For quite some time, music junkies have been on the lookout for a convenient household music streaming solution. Rocki, a successfully funded Kickstarter project designed to wirelessly connect your stereo to your smartphone, may not be exactly that solution yet — but it's a pretty good start.

Rocki is a small, colorful Wi-Fi receiver that hooks into any standard 3.5mm jack. It's smaller than a deck of cards, but for something that will likely wind up hidden behind your stereo equipment, it's very stylish. The angular, palm-size device is available in such punny colors as "Paint it BLACK," and "Clockwork ORANGE."

You've probably heard of Sonos (currently the market leader in connected home audio), a service that grants users the ability to control the entirety of their home audio from a phone or iPod Touch. Want to listen to Jimmy Buffett in the pool without interrupting the NPR your dog needs to fall asleep? Easy peasy with the Sonos app.

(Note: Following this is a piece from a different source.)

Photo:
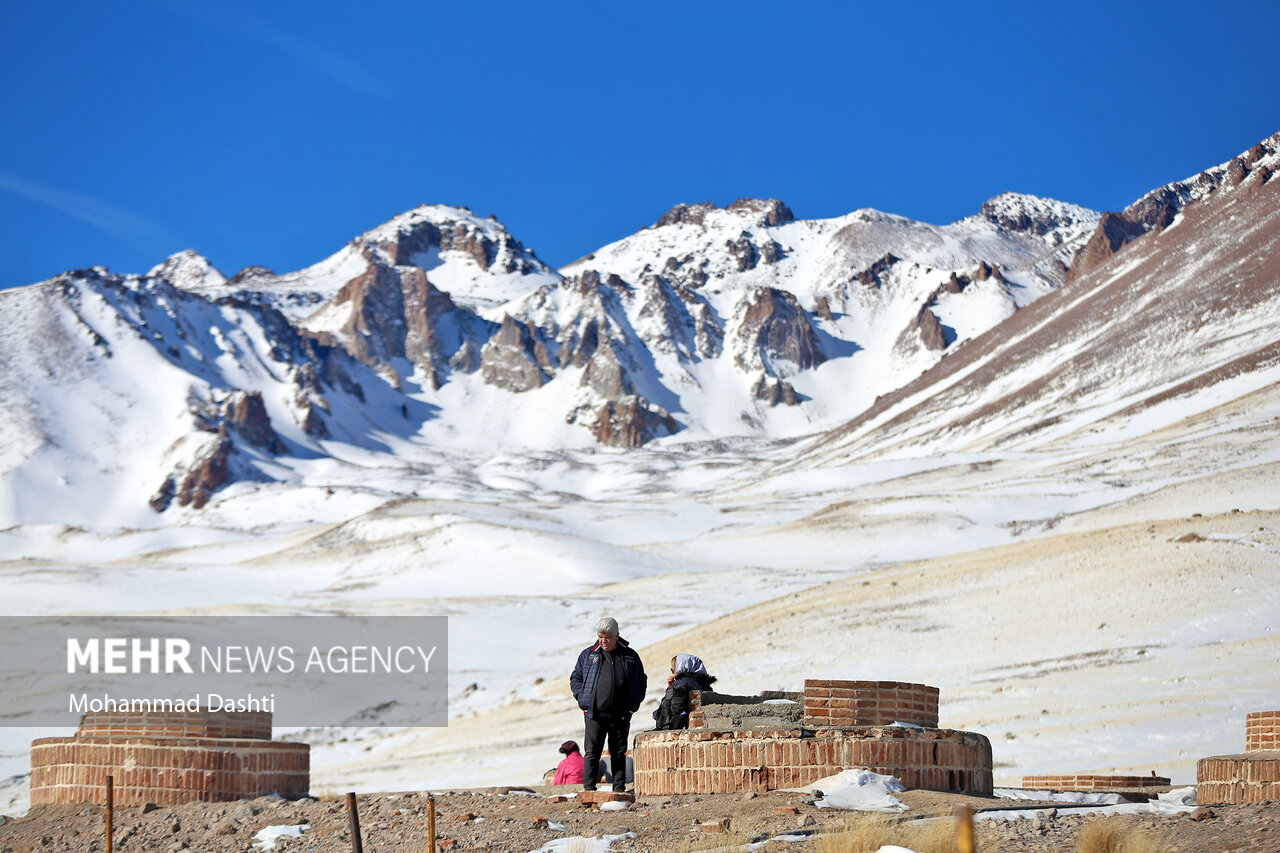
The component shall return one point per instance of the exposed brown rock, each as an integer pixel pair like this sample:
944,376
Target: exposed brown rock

Yet Sonos equipment, like most high-end audio gear, gets very pricey, very quickly. Regardless of the setup, you're looking at spending several hundred — if not thousand — dollars to control all the audio devices in your home.

Rocki fills the same role as Sonos' Connect module, letting you send audio to your existing stereo equipment over your wireless network — but at $50 per unit it does so for one-seventh the price. That's quite a bargain if all you want to do is stream music to the equipment you've already got.

The problem is that, as a start-up, Rocki's got some obstacles to overcome if it wants to take on established competitors. Questions about production, quality control and even app development are legitimate concerns. This becomes obvious as soon as you hook up Rocki; some streaming services like Google Play Music don't have an official API yet, so Rocki has no way to talk to those services.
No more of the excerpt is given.